Mgf of double exponential RV

Question

In class the other day we were talking about a double exponential RV $X$ with a pdf $f(x)=\frac{1}{2}e^{-|x|}$ for $-\infty<x<\infty$. The professor noted that the mgf was $M(t)=\frac{1}{1-t^2}$ for $|t|<1$. However, I'm trying to verify this now and I keep getting $M(t)=\frac{1}{2\pm 2t}$. Am I incorrect?
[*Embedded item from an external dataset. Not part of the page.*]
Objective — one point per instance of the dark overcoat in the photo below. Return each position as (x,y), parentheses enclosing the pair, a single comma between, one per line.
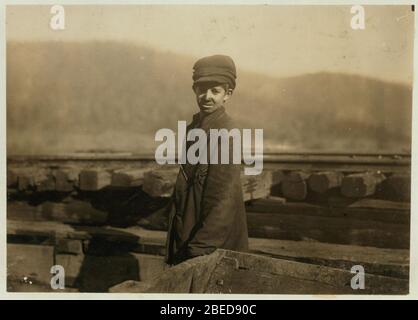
(207,209)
I'm using the definition of mgf, where $M(t)=E[e^{tx}]$.

Answer 1

$$\begin{align*} M_X(t) &= \operatorname{E}[e^{tX}] = \int_{x=-\infty}^\infty e^{tX} \cdot \frac{1}{2} e^{-|x|} \, dx \\ &= \frac{1}{2} \int_{x=-\infty}^0 e^{tx} e^{-(-x)} \, dx + \frac{1}{2} \int_{x=0}^\infty e^{tx} e^{-x} \, dx \\ &= \frac{1}{2} \int_{x=-\infty}^0 e^{x(1+t)} \, dx + \frac{1}{2} \int_{x=0}^\infty e^{x(t-1)} \, dx \\ &= \frac{1}{2} \left[ \frac{e^{x(1+t)}}{1+t} \right]_{x=-\infty}^0 + \frac{1}{2} \left[ \frac{e^{x(t-1)}}{t-1} \right]_{x=0}^\infty \\ &= \frac{1}{2}\left( \frac{1}{1+t} - 0 + 0 - \frac{1}{t-1} \right), \quad |t| < 1, \\ &= \frac{1}{1-t^2}. \end{align*}$$ A trivial way to know that your calculation cannot be correct is to observe that for any random variable for which an MGF exists, we must have $$M_X(0) = \operatorname{E}[e^0] = 1,$$ but your function does not satisfy this condition.